On June 12, 1993, Nigerians queued behind their preferred candidates in a system called Option A4. No thumb-printing. No ballot boxes. Just people standing in lines, counted openly. The winner was clear: Chief MKO Abiola of the Social Democratic Party (SDP) got over 8 million votes. His opponent, Bashir Othman Tofa of the National Republican Convention (NRC), got about 6 million. Over 14 million voters took part.

Then the military annulled it. General Ibrahim Babangida's regime cancelled the election, plunging Nigeria into a bloody political crisis. It took six years and a transition to civilian rule in 1999 before the country began to heal — partially. Abiola died in detention in 1998, still fighting for his mandate.

That election, conducted by the National Electoral Commission (NEC) led by Professor Humphrey Nwosu, is still widely called the freest and fairest in Nigeria's history. Thirty-three years later, no other poll has matched it.

Today is also the eighth anniversary of the Federal Government's recognition of June 12 as Democracy Day. President Muhammadu Buhari did it in 2018 — he apologised to Abiola's family and gave him a posthumous award, the Grand Commander of the Federal Republic of Nigeria (GCFR). In 2019, Buhari signed a law making June 12 the official Democracy Day, replacing May 29. President Bola Tinubu is marking his third Democracy Day as president.

The contrast between 1993 and now is sharp. Last month, some political parties tried to use the same queue system for primaries. Videos went viral showing people being counted "geometrically" — meaning officials were inflating numbers instead of counting one by one. It was a far cry from the transparent process of 1993.

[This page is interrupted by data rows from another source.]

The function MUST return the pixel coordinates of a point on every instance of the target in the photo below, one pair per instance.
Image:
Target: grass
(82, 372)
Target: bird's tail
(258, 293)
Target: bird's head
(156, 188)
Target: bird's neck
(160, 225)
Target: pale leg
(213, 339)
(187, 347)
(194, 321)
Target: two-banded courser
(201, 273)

Abiola's campaign was built on "Farewell to Poverty" and "Hope 93". So how has poverty fared since? In 1992, about 39.2 million Nigerians (42.7% of the population) lived below the poverty line. After the annulment, that number jumped to 67.1 million (65.6%) by 1995. By 2018, the Brookings Institution said Nigeria had 87 million people in extreme poverty — more than India — and the number was growing by six people every minute. Today, over 131 million Nigerians are multi-dimensionally poor.

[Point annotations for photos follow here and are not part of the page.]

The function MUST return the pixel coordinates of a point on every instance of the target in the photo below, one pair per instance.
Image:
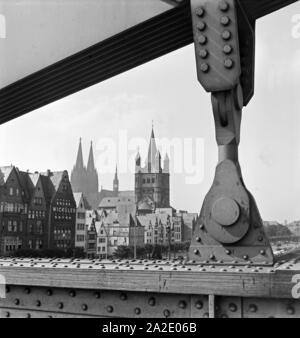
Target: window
(80, 238)
(80, 226)
(81, 215)
(39, 244)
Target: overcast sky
(166, 91)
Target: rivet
(225, 20)
(227, 49)
(228, 63)
(226, 35)
(97, 294)
(203, 53)
(202, 39)
(224, 6)
(151, 301)
(290, 310)
(123, 296)
(49, 292)
(200, 12)
(253, 308)
(167, 313)
(232, 307)
(72, 293)
(201, 26)
(109, 309)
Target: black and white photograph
(149, 162)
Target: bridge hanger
(229, 229)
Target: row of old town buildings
(51, 210)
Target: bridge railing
(144, 288)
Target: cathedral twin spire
(153, 160)
(85, 179)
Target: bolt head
(253, 308)
(201, 26)
(204, 67)
(228, 63)
(227, 49)
(200, 12)
(223, 6)
(226, 35)
(225, 20)
(203, 53)
(202, 39)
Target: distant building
(92, 238)
(82, 217)
(62, 218)
(37, 211)
(116, 228)
(15, 191)
(152, 181)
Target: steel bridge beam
(152, 38)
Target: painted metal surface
(157, 35)
(41, 289)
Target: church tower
(152, 182)
(92, 175)
(78, 174)
(116, 182)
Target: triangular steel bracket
(230, 229)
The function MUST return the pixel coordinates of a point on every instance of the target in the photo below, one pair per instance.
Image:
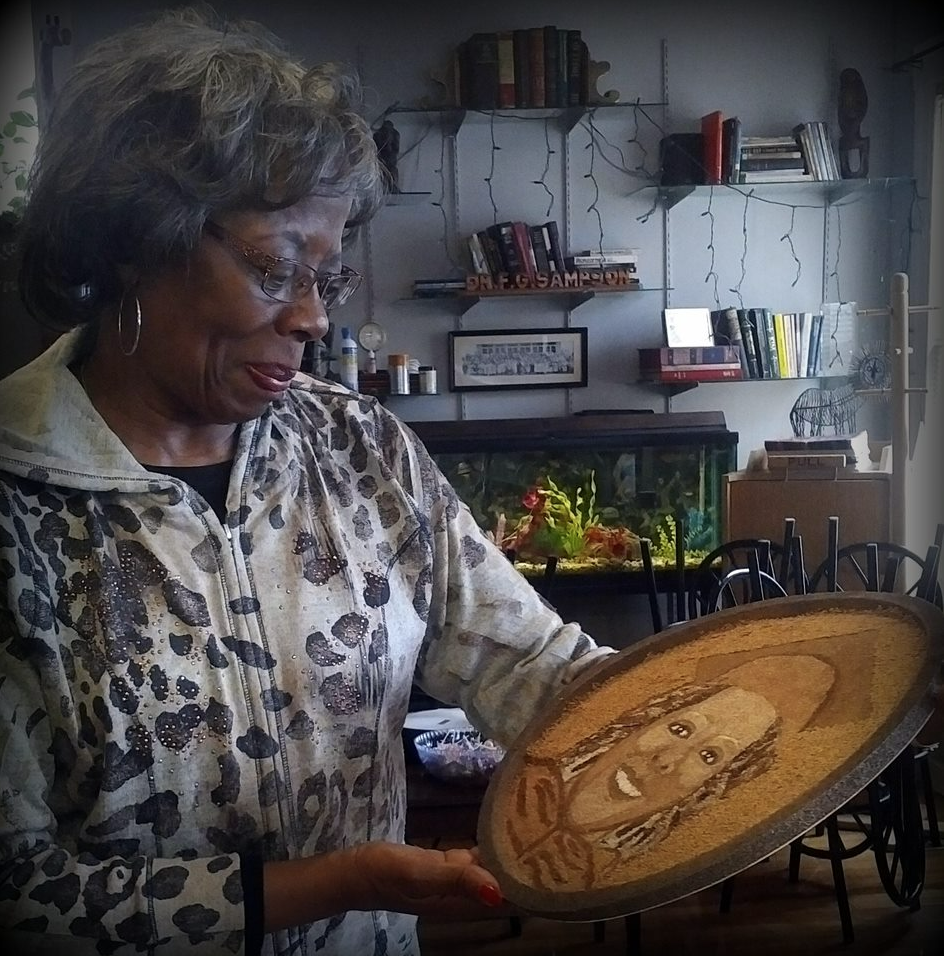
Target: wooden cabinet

The 1993 election had no ballot snatching, no result falsification, no violence at polling units. Party agents from both SDP and NRC agreed on the results before they were officially announced. Since the Fourth Republic began in 1999, elections have been marked by card reader failures, intimidation, ballot box theft, and manipulated figures.

Nigeria has elections coming soon: the Ekiti governorship poll on June 20, bye-elections in six constituencies, and the general elections in January 2027. The question on many minds is the same every year: when will Nigeria have another election like June 12, 1993?